Lastly, and most importantly, this course was advertised to be a course on Tensorflow. However, this is not the case. This is a course on Keras; Tensorflow's API. If you came here looking for how to implement a DL algorithm from scratch in TF, this is not the course for you (or me apparently).
创建者 Ivan N•
I think this is a great way to introduce NN to people that have never seen one.
But there was very little depth in this course. I finished the 4 weeks in an afternoon. The external references were at times way too advanced, while the exercise code was way too simple. That being said, the Jupyter notebooks were a great material and helped me start with NN really quickly. The MNIST dataset is brilliant and hank you for showing how to do it.
The reason why I gave 3 stars is because the MOOCs aI have done in the past were much more extensive and gave plenty of theoretical background. Some people might think that the lack of theory lowers the entry bar for students, but in my book that's a tutorial not a course.
Save yourself the $40 price tag and buy a book on the topic, there are plenty out there.
创建者 Alon L•
Material is very well explained and very relevant but the course is short in comparison to other deeplearning.ai courses before and could be richer both in content and in exercises (which are also not graded)
创建者 Rui P•
Instructors, please take a look at the discussion forum and answer some questions.
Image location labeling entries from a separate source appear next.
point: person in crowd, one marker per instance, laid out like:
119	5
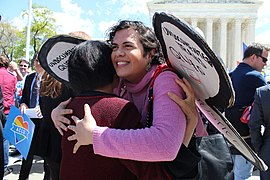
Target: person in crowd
80	34
13	68
136	55
2	118
30	99
49	143
94	85
24	70
245	79
260	117
8	84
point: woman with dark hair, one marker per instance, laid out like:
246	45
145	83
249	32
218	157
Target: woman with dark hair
52	92
136	56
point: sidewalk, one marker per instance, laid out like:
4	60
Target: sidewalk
37	170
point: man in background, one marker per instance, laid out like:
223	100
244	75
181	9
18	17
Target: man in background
246	77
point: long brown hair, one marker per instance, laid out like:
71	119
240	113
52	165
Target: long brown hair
50	86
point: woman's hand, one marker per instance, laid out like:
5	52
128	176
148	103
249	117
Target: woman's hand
188	106
58	116
83	130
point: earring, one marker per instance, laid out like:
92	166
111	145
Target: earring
148	67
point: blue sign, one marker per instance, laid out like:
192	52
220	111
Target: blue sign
19	131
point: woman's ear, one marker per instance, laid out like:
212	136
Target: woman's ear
151	54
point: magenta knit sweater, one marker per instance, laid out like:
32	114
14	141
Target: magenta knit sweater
163	139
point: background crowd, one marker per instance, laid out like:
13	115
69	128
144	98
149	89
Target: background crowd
131	57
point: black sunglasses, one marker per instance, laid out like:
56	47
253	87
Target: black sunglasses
263	58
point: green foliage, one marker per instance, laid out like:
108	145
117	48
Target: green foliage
8	40
13	41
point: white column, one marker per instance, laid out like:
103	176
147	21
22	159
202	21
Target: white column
209	31
250	36
237	41
194	22
223	40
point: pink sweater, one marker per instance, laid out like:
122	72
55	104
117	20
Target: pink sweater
163	139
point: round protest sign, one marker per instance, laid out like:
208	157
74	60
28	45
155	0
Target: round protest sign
54	55
188	53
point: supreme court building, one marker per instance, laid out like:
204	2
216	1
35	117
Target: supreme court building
226	24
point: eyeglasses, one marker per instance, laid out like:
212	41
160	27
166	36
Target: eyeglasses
263	58
23	65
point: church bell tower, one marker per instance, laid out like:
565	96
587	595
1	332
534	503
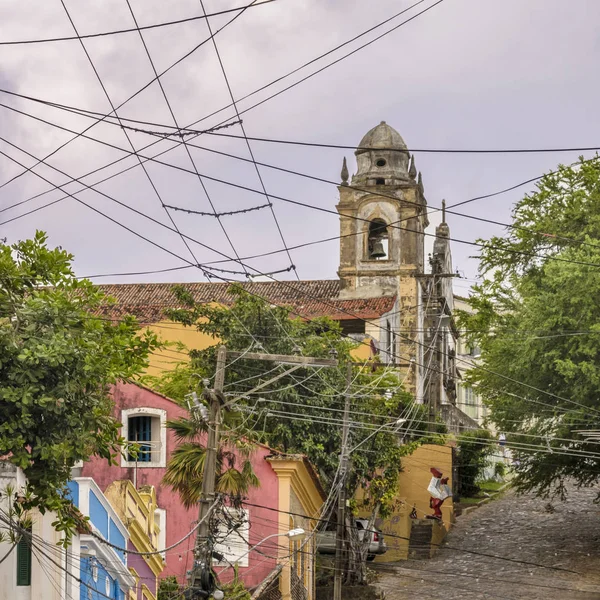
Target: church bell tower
382	219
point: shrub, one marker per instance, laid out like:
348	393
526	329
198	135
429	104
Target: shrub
473	449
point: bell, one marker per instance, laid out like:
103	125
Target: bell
377	251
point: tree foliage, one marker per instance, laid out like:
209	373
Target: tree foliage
537	322
473	449
57	362
301	412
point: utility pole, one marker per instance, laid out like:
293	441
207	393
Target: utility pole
202	583
202	577
341	510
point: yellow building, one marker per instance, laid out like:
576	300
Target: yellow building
405	535
137	508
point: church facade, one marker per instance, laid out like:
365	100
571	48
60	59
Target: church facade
388	295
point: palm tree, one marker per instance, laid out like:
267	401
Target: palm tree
235	475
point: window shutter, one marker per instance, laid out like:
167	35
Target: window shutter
23	562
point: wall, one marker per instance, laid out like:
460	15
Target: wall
412	491
97	582
137	510
179	519
48	581
169	331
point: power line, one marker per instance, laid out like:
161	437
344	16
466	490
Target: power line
221	214
233	19
339	309
293	172
164	94
260	179
186	55
318	208
114	110
133	29
441	545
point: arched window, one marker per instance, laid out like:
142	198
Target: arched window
145	431
378	240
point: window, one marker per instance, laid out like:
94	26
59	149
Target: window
232	537
24	561
140	430
160	519
145	431
350	326
390	343
469	396
378	240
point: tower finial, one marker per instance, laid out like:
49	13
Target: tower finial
344	173
412	172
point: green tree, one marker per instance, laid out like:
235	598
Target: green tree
57	363
537	322
474	447
300	412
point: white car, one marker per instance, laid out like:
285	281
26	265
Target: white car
377	545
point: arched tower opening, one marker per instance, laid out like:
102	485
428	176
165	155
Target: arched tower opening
378	240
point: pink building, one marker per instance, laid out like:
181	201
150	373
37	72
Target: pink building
288	488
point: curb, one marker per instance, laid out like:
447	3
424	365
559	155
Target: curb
469	509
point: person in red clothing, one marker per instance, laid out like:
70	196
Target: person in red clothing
439	490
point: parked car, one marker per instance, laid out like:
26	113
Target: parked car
377	545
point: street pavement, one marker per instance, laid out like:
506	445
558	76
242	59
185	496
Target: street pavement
514	548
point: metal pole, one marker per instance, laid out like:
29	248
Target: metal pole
202	573
341	509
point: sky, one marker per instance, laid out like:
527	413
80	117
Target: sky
466	74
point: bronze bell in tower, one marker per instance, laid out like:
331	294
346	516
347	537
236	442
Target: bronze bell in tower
377	250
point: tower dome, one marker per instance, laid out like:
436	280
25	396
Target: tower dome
382	158
381	137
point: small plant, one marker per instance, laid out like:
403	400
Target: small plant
499	470
473	450
235	589
168	589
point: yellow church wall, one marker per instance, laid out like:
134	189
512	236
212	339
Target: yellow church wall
412	491
176	333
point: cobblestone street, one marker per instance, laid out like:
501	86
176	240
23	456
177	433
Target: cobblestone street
566	542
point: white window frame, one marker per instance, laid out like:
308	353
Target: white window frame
161	513
150	412
235	548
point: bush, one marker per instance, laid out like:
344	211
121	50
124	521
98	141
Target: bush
473	450
499	470
168	588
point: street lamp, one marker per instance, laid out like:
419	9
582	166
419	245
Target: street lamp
293	534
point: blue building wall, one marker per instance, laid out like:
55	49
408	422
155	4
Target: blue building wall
117	538
99	515
96	589
74	492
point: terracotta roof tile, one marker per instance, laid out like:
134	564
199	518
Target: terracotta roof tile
308	299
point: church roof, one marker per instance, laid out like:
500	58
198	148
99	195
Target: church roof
307	299
381	136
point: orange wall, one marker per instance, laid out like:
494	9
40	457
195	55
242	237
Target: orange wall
412	491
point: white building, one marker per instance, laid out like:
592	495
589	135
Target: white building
37	568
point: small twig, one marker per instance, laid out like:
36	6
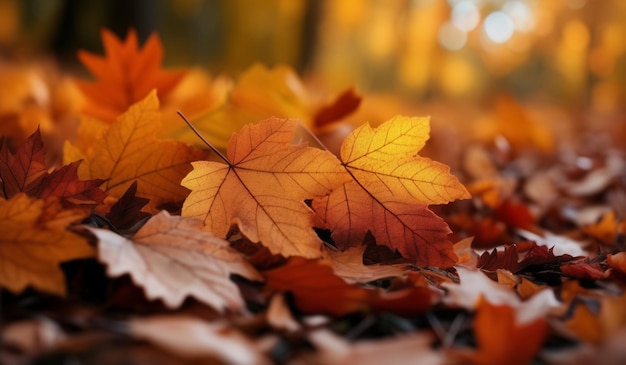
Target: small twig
193	128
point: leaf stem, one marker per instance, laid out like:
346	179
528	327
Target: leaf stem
197	132
313	136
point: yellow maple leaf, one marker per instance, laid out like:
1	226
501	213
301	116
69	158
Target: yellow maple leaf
32	245
262	188
128	151
388	191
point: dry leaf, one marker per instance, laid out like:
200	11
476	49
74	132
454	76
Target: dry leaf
401	349
32	245
171	258
475	286
389	191
23	170
260	93
194	338
128	151
125	75
316	289
263	187
502	339
349	266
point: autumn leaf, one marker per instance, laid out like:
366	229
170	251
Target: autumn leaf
23	170
346	103
388	192
259	93
194	338
316	289
128	151
349	266
503	339
262	188
33	245
126	212
171	258
64	184
125	75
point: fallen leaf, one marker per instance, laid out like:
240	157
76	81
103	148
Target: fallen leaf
23	170
262	188
596	325
317	290
400	349
125	75
503	339
128	151
349	266
259	93
171	258
475	286
64	184
345	104
388	193
126	212
194	338
605	230
33	245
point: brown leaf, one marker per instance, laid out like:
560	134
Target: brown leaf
23	170
171	258
196	339
126	212
32	245
388	193
64	184
499	336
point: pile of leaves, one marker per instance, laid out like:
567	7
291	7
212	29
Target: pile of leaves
133	237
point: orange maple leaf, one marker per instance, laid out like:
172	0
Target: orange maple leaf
388	191
262	188
128	151
33	244
317	289
125	75
502	339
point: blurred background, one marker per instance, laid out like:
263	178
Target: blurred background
568	52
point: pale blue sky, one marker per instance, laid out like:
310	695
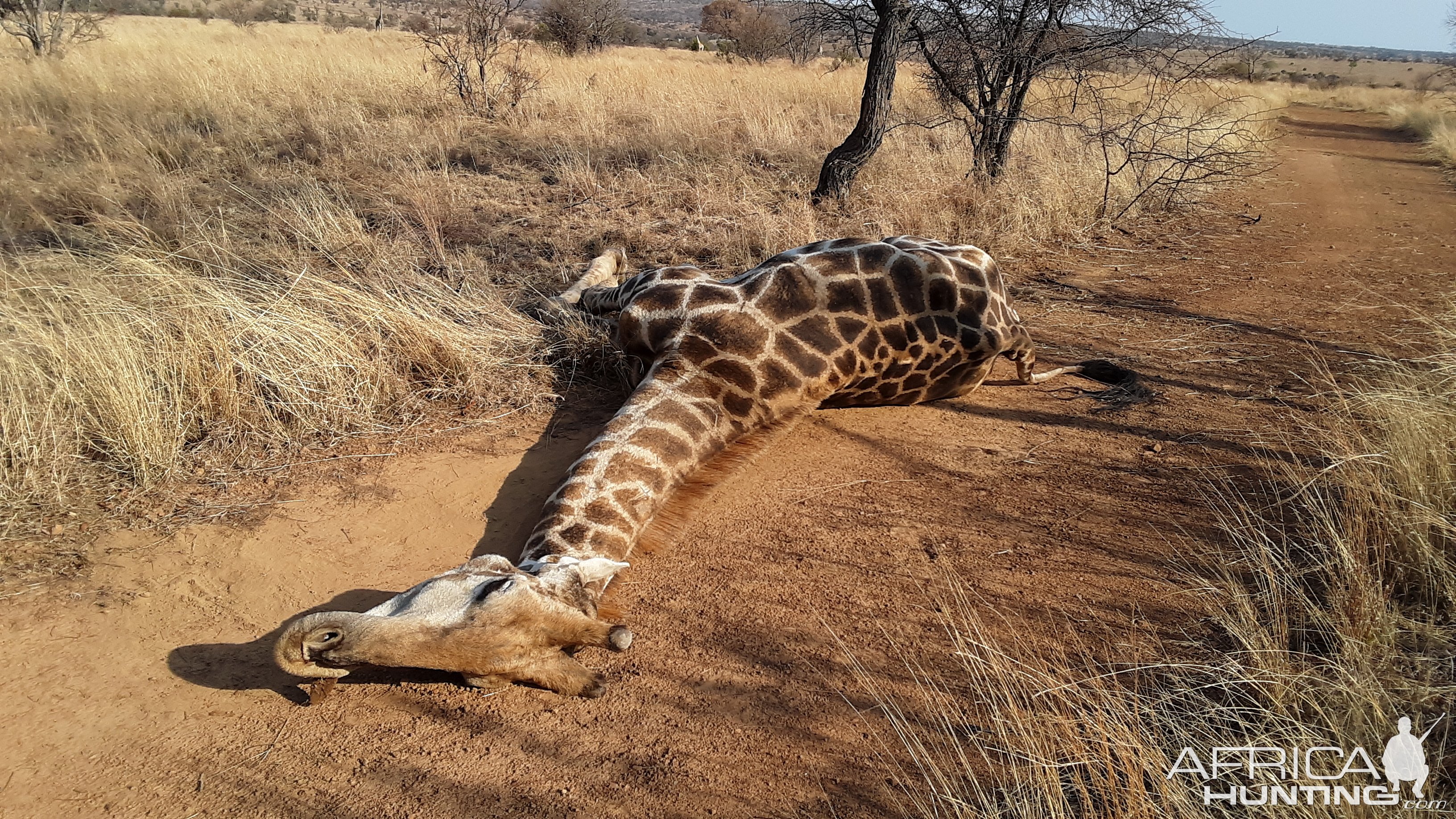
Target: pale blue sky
1390	24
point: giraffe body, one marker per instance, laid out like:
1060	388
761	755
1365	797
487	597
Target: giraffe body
847	323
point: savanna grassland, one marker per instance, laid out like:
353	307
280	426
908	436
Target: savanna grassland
231	250
223	240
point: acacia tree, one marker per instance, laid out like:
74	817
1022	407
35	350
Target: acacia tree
884	24
49	27
985	58
471	49
583	25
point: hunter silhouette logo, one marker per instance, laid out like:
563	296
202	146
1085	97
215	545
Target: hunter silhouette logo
1404	758
1321	774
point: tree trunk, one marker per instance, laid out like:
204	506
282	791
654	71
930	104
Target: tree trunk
845	162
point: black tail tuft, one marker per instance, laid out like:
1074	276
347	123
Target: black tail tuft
1125	385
It would save students a lot of time. The content of the course was overall awesome though.
创建者 Xiangzhen Z•
Each video is a bit too short. And the assingment can't be smoothly finished and submitted due to environment issue. The creator should try to improve the user experience.
创建者 Volodymyr L•
A very basic course, but it doesn't give you any fundamentals - just gives you a chance to recall keras API better. You'll be much better off doing cs231n, which is free!
创建者 Aniket C•
The notebooks do not provide enough information about what block implements what. A simple comment that implement custom callback here would have made things lot easier.
创建者 Ranjan D•
The course was good enough on the high-level perspective but was expecting pure TensorFlow based implementation of the models instead of using the Keras high-level API.
创建者 Roger G A•
The course was very basic but interesting. However, there were some issues when submitting the assignments. And the virtual lab uses tensorflow 1.x instead of 2.x
创建者 Baurjan S•
It's very introductory and the knowledge may not stick. I think it is more beneficial to take a full deep learning course with TF as an add-on to the course.
创建者 Desiré D W•
Great content, excellent explanations.
But I couldn't run the notebooks without running into kernel issues, the programming assignments were a real hassle.
创建者 Philip D•
Decent enough but much too abbreviated and lacking the depth I expected from a deeplearning.ai course after taking their deep learning specialization.
创建者 Harmanpreet S•
Could have been a more elaborated course. This course mostly talks about how Keras functionality has been adopted by high-level APIs in Tensorflow.